I don’t get some people.
Imagine devoting your life’s work and precious time on this earth to scamming people out of their money. How do those people sleep at night? What does their mother think about their career choice?
Like I said, I don’t get people. Don’t even get me started on the Ray Rice (aka wife-beater and all-around thug) elevator incident.
This rant is about a threatening phone message I picked up today, allegedly from our friends at the IRS.
I had heard about this scam on the news, but even if I hadn’t, the message reeked with no-good-ed-ness. An automaton voice said,
“Return this call the very second you receive this message. I need you, or your retained attorney of record, to return the call. The issue at hand is extremely time-sensitive. I am Officer Julie Smith from the Internal Revenue Service and the hotline to my division is 415-251-6983. Don’t disregard this message and do return the call before we take any action against you. Good-bye and take care.”
First of all, since when did IRS agents start saying “take care” when they threaten action against a taxpayer?
Secondly, I know IRS agents are stiff, but they have become androids too? (My apologies to any non-stiff IRS agents out there.)
Smelling a rat, I Googled the phone number, and of course, it popped up as a scam on several message boards. One person who commented on the board said he called the number back 25 times in one day just to hassle the scammer! I’d like to meet that guy and shake his hand. You gotta love his pluck.
What troubles me most about this scam is there are many people who might fall for it, for example, my 91-year-old dad. A call like that would scare the bejesus out of him and I could see him immediately calling the number back and forking over money. According to an article in the Wall Street Journal, an estimated $5 million has been lost to these scams. Tragic.
Picture this scene:
A scammer comes home from a hard day at the office and their June Cleaver-ish wife asks, “How was your day, dear?”

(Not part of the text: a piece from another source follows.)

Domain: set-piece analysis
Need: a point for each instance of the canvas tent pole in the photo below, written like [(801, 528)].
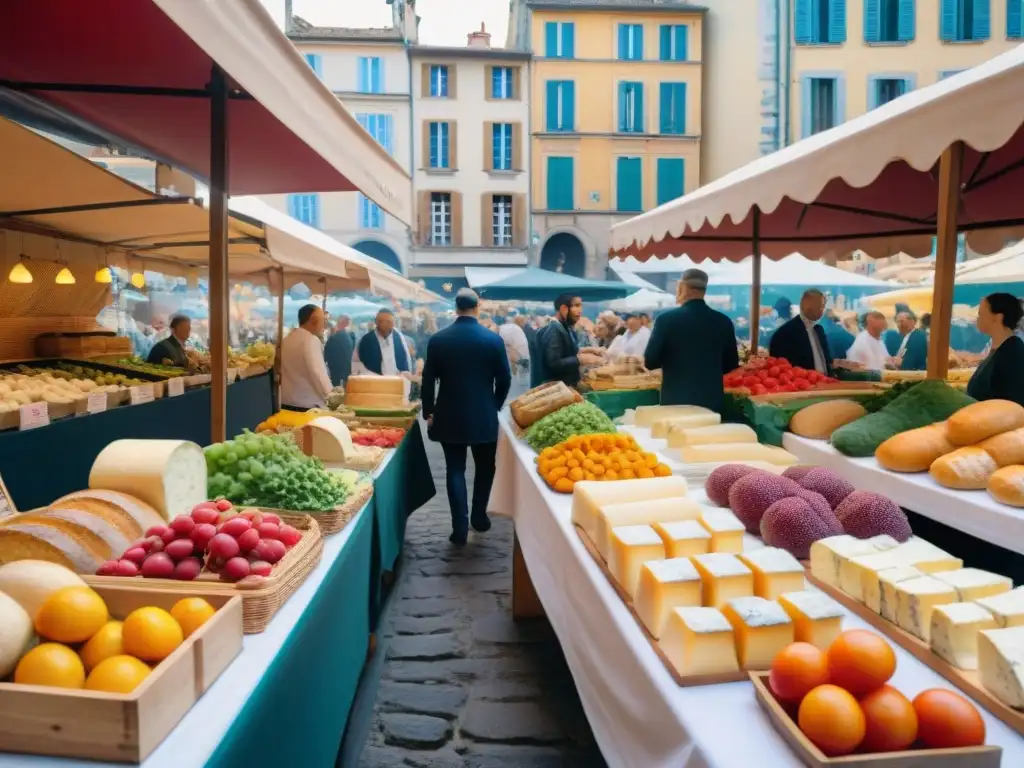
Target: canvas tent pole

“Excellent! I bilked another sap out of his life savings.”
This information is hot off the IRS website:
Characteristics of this scam include:
Scammers use fake names and IRS badge numbers. They generally use common names and surnames to identify themselves.
Scammers may be able to recite the last four digits of a victim’s Social Security number.
Scammers spoof the IRS toll-free number on caller ID to make it appear that it’s the IRS calling.
Scammers sometimes send bogus IRS emails to some victims to support their bogus calls.
Victims hear background noise of other calls being conducted to mimic a call site.
After threatening victims with jail time or driver’s license revocation, scammers hang up and others soon call back pretending to be from the local police or DMV, and the caller ID supports their claim.
If you get a phone call from someone claiming to be from the IRS, here’s what you should do:
If you know you owe taxes or you think you might owe taxes, call the IRS at 1.800.829.1040. The IRS employees at that line can help you with a payment issue, if there really is such an issue.
If you know you don’t owe taxes or have no reason to think that you owe any taxes (for example, you’ve never received a bill or the caller made some bogus threats as described above), then call and report the incident to the Treasury Inspector General for Tax Administration at 1.800.366.4484.
You can file a complaint using the FTC Complaint Assistant; choose “Other” and then “Imposter Scams.” If the complaint involves someone impersonating the IRS, include the words “IRS Telephone Scam” in the notes.
I will add here, the IRS never initiates contact with taxpayers by phone ~ they always send written correspondence first.
This was my public service announcement of the day. Oh and yes, I did file a report to the FTC.